Os problemas surgem, entretanto, na aplicação desta norma aos diversos casos. Especialmente quanto à não observância dos parâmetros constitucionais e à configuração do ato administrativo de improbidade.

A lei de improbidade é inegavelmente um marco no direito público brasileiro. Seu papel é repreender um dado tipo de conduta dos agentes públicos que tenha por conseqüência (a) gerar enriquecimento ilícito, (b) causar prejuízo ao erário, ou (c) atentar contra os princípios da administração pública. Tais condutas, entretanto, não são prévia e exaustivamente definidas pela lei de improbidade, que não traz, em seus arts. 9º, 10 e 11, respectivamente, o rol dos atos administrativos que podem levar à aplicação das sanções lá previstas. Nem poderia, aliás, diante da diversidade de situações do mundo fático. Ao contrário, a lei descreve situações que podem ser concretizadas por um número infinito de condutas, restando em aberto muitos questionamentos: quando é que esses atos se transmudam em improbidade, se existem parâmetros seguros para apartar as ilegalidades das improbidades, se a culpa é elemento da improbidade, e assim por diante.

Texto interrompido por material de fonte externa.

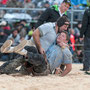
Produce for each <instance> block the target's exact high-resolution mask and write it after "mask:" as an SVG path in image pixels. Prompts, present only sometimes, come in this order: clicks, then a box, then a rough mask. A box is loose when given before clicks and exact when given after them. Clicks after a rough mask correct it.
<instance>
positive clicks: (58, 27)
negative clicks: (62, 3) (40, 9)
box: [56, 16, 70, 32]
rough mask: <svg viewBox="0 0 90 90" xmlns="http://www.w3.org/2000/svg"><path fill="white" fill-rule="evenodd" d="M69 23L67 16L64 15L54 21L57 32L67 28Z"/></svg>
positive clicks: (60, 31)
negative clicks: (56, 27)
mask: <svg viewBox="0 0 90 90" xmlns="http://www.w3.org/2000/svg"><path fill="white" fill-rule="evenodd" d="M69 24H70V23H69V20H68V18H67V17H66V16H62V17H60V18H59V19H58V20H57V22H56V25H57V27H58V32H61V31H64V30H67V28H68V26H69Z"/></svg>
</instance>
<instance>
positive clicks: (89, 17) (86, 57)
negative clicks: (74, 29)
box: [80, 8, 90, 72]
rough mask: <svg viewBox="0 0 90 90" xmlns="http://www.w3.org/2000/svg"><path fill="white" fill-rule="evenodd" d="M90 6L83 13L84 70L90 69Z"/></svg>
mask: <svg viewBox="0 0 90 90" xmlns="http://www.w3.org/2000/svg"><path fill="white" fill-rule="evenodd" d="M89 29H90V8H88V9H86V10H85V12H84V15H83V20H82V27H81V31H80V40H82V39H83V37H84V61H83V70H84V71H86V72H88V71H90V58H89V56H90V53H89V52H90V30H89Z"/></svg>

Estes e muitos outros questionamentos atormentam o profissional do direito que se dedica a estudar a lei de improbidade. A lei 8.429/92 está voltada à responsabilização do agente público por danos causados à coisa pública, tema que até bem pouco tempo não era recorrente nos assuntos próprios do direito administrativo. Este ramo do direito se dedicou ao desenvolvimento da teoria objetiva da responsabilidade, pouco considerando sobre a forma como o Estado recobra os danos de seus agentes. Também foi objeto de longas linhas pelos estudiosos o tema da responsabilidade disciplinar e da responsabilidade penal dos agentes públicos, mas nenhuma das considerações lá desenvolvidas serve para o estudo do ato de improbidade, cujo regime constitucional, normatizado na lei 8.429/92, é bastante peculiar e recente. A novidade está em Page 3 estudar o tema da responsabilidade dos agentes públicos a partir do prisma da improbidade administrativa, sendo este o diferenciados na matéria.

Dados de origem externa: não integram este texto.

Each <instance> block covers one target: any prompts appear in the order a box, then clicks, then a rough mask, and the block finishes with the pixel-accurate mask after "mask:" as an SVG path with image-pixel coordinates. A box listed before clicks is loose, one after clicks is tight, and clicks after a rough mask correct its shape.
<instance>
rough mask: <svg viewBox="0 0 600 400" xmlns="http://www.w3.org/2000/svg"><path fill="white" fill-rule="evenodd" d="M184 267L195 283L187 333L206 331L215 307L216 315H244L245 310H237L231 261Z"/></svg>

De fato, a lei de improbidade não diz quais atos administrativos são de improbidade. O que a norma faz é estabelecer alguns parâmetros casuísticos para auxiliar na identificação da improbidade de um ato jurídico. Para tal finalidade, limita-se a descrever comportamentos em seus arts. 9º, 10 e 11, os quais não se confundem entre si, e que podem ser concretizados por uma infinidade de atos e omissões administrativas.

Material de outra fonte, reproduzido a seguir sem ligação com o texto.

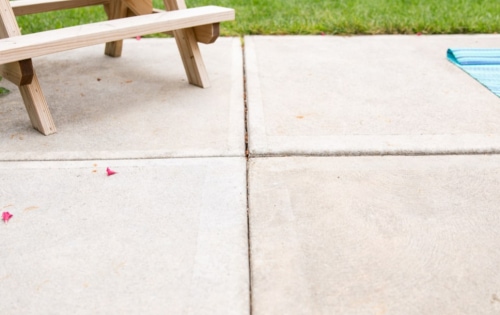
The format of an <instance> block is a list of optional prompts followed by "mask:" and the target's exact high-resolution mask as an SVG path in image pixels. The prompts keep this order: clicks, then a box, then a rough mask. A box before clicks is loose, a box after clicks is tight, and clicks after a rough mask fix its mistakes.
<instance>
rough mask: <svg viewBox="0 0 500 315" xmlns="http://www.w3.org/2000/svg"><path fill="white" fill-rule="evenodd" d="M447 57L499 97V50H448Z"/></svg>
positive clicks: (499, 56) (449, 59) (499, 70)
mask: <svg viewBox="0 0 500 315" xmlns="http://www.w3.org/2000/svg"><path fill="white" fill-rule="evenodd" d="M447 57H448V60H450V61H451V62H453V63H454V64H456V65H457V66H459V67H460V68H461V69H462V70H464V71H465V72H467V73H468V74H469V75H470V76H471V77H473V78H474V79H476V80H477V81H479V82H480V83H481V84H482V85H484V86H486V87H487V88H488V89H489V90H490V91H492V92H493V93H495V94H496V95H497V96H499V97H500V49H492V48H485V49H478V48H450V49H448V52H447Z"/></svg>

O que se questiona é se basta a ocorrência fática desses comportamentos para que haja um ato de improbidade. Mais: quais os elementos que concorrem para a existência deste específico tipo de ato administrativo, de forma a possibilitar a aplicação das conseqüências sancionatórias previstas na lei.

Em primeiro lugar, o ato deve ser ilegal e importar em violação de alguma das modalidades dos arts. 9º, 10 e 11 da lei, para que possa ser rotulado de ato administrativo de improbidade. É dizer, são modalidades de improbidade: (a) uma ilegalidade que importe em enriquecimento ilícito (art. 9º); (b) uma ilegalidade que importe em lesão ao erário e desde que haja benefício de alguém (art. 10); ou (c) atentar contra os princípios da administração pública, entre eles a honestidade, imparcialidade, legalidade e lealdade (art. 11).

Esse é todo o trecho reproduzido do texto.